Feb
05

An Eye for an Eye, A Boycott for a Boycott

Posted by Clif Burns at 10:20 pm on February 5, 2008
Category: Anti-Boycott, BIS

Arab LeagueThe Bureau of Industry and Security (”BIS”) released Settlement Agreements that the agency entered into with AR-AM Medical Services LLC and DMA Med-Chem Corporation, two related medical device distributors located in Great Neck, NY. According to the charging papers, the companies supplied commercial invoices to the New York branch of the Bank of Egypt containing the following language:

The goods are neither of Israeli materials nor [sic] they contain any Israeli materials nor are they exported from Israel.

We declare that no raw material of Israeli origin has been used for production or preparation of the goods mentioned in this invoice.

AR-AM was alleged to have included this language in three invoices and agreed to a fine of $7,200. DMA was alleged to have included this language in one invoice and agreed to a proportionate fine of $2,400. Both companies agreed to a “non-standard” two-year denial order forbidding them from engaging in exports to Bahrain, Iraq, Kuwait, Lebanon, Libya, Oman, Qatar, Saudi Arabia, Syria, the United Arab Emirates and the Republic of Yemen. Both fines were suspended for two-years contingent upon compliance with the non-standard denial order and no further export violations by the companies.

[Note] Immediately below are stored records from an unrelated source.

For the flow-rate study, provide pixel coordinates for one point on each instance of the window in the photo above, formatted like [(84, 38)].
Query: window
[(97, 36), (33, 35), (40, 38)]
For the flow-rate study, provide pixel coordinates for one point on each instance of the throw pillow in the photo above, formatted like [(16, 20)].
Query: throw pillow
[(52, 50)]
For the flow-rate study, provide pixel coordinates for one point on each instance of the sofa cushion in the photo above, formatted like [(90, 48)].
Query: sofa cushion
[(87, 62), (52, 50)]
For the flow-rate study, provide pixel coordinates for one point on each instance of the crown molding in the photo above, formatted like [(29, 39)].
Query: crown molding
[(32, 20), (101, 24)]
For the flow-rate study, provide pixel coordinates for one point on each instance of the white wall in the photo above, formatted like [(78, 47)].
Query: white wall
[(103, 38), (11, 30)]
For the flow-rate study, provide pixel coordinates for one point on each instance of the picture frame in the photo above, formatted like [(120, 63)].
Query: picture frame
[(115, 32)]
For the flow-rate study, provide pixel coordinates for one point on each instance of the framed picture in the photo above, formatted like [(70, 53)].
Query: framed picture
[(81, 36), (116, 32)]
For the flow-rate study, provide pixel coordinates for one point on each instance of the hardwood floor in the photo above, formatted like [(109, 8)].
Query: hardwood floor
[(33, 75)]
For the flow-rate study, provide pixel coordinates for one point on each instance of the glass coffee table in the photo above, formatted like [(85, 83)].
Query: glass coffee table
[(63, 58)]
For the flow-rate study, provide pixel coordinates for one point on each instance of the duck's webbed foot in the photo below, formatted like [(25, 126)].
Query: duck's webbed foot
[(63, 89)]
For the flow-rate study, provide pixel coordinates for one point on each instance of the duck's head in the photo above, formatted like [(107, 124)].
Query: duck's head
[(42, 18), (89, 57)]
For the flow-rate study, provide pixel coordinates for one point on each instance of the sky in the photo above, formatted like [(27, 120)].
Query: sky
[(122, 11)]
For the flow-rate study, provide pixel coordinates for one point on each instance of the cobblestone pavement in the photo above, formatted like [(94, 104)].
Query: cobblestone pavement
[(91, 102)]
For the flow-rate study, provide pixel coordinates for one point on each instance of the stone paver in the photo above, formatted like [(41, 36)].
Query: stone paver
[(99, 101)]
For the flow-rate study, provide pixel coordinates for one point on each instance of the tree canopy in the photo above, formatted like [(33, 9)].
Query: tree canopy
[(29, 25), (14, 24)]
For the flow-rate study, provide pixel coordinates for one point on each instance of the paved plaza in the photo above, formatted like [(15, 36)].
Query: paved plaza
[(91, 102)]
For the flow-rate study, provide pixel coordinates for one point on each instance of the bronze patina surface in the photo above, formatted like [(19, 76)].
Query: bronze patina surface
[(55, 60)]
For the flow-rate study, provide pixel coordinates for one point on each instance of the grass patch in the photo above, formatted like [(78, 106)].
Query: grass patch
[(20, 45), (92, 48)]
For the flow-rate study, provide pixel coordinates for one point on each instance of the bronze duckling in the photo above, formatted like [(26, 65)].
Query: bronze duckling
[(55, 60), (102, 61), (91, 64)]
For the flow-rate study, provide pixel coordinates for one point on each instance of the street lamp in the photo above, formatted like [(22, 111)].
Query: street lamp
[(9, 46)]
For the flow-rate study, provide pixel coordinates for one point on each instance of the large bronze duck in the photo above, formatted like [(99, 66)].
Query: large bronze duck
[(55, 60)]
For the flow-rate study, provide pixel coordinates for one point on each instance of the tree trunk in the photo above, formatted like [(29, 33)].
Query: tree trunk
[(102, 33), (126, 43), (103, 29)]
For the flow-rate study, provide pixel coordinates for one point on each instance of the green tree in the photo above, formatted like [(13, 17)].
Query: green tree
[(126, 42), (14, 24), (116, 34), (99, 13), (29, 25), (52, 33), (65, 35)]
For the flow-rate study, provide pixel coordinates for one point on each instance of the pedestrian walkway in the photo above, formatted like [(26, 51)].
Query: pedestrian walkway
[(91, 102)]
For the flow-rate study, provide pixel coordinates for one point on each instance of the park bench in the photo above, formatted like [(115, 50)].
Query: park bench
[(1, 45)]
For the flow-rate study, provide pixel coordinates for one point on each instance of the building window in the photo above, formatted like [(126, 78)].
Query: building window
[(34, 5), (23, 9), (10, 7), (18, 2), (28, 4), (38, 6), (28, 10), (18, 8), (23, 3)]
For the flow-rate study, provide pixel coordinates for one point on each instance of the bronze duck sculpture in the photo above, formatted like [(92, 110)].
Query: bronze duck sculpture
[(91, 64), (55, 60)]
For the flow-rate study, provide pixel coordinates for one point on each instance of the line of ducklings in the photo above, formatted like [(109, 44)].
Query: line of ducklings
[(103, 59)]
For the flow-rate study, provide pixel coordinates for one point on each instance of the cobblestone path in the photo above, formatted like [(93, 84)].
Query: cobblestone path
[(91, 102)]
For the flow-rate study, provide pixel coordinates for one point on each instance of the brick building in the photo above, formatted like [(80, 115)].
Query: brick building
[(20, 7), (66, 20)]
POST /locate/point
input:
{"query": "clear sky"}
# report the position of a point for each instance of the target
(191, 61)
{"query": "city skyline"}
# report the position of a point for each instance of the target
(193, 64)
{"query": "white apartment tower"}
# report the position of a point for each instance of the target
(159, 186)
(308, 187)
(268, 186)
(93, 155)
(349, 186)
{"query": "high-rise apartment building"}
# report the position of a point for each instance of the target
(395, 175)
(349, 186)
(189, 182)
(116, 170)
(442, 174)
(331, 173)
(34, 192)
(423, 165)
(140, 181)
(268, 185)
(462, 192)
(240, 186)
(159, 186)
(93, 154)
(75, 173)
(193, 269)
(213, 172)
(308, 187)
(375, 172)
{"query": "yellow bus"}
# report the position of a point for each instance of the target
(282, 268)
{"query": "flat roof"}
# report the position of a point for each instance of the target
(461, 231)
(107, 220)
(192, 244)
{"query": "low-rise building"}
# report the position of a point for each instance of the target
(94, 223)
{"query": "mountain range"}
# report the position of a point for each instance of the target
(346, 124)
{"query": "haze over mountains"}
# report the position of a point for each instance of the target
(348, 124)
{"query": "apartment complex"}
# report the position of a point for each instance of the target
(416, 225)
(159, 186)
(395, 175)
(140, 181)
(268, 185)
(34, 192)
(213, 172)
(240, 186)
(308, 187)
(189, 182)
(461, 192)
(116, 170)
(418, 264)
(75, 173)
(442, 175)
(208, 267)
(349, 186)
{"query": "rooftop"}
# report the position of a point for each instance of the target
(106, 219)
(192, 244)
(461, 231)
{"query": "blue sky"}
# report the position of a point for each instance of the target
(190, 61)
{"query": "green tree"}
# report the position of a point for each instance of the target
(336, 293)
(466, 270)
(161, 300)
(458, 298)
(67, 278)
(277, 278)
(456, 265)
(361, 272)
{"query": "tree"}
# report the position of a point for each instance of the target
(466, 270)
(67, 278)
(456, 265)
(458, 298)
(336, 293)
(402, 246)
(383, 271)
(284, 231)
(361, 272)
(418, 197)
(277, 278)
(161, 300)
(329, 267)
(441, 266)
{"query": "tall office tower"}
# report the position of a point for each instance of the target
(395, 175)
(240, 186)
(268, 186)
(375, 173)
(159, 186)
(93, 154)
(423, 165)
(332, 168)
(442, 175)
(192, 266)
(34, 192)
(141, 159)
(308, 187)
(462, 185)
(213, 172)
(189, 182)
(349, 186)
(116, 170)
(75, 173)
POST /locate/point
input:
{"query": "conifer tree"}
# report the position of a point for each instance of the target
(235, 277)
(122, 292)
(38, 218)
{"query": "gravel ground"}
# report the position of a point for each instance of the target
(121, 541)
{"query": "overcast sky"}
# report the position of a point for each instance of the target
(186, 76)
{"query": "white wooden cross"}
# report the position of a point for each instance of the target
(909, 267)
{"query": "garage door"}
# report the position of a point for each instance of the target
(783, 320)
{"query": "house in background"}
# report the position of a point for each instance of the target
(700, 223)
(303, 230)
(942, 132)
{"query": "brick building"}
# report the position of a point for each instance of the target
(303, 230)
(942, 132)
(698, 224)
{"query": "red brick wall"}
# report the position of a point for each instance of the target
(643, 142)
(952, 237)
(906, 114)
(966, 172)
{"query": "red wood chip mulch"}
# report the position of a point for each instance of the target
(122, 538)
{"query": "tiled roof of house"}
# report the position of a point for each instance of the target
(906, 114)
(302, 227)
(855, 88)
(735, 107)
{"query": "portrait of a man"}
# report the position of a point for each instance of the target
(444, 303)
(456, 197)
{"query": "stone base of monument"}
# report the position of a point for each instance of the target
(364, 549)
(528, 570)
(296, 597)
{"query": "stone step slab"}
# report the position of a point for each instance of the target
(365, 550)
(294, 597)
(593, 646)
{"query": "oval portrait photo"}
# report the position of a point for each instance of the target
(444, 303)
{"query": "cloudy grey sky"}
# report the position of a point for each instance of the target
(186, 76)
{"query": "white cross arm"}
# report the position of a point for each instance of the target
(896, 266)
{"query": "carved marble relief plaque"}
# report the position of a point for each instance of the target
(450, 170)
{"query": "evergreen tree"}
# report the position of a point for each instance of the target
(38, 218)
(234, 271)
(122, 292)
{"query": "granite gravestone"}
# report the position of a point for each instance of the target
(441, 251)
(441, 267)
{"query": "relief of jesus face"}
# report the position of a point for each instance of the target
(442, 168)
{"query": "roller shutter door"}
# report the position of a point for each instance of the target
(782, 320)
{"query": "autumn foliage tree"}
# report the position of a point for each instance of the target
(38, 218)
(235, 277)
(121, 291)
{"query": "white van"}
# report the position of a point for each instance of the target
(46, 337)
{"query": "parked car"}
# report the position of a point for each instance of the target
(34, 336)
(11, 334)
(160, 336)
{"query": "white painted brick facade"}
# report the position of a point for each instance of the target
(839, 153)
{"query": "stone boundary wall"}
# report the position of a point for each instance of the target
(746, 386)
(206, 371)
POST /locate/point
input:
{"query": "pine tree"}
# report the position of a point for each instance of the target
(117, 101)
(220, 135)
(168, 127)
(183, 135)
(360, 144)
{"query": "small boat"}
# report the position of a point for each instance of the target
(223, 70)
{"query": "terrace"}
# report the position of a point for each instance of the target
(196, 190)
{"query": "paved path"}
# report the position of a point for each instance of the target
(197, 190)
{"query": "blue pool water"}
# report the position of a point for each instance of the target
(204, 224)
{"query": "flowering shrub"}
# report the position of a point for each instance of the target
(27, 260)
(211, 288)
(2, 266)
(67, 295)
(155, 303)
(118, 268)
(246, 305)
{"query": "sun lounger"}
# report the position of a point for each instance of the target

Since the language was contained in the invoices generated by both companies, this is not a case where the company simply missed the boycott language in terms and conditions or other documents supplied by the purchaser. As a result, neither company was in very good position to claim that it was an oversight or a failure to read all documents thoroughly. This probably explains the two-year denial order.

However, the “non-standard” denial order is hard to defend even in this circumstance. Section 764.3(a)(2) of the EAR permits a “non-standard” denial order which is described as “narrower in scope” than a “standard” denial order. The order at issue is non-standard because it is restricted to specific Arab countries. Since only four instances of anti-boycott compliance were alleged, and three of those for Syria and the fourth was for an unspecified country, these aren’t the countries that were involved in the transactions in dispute. Nor or these all the countries in the Arab League.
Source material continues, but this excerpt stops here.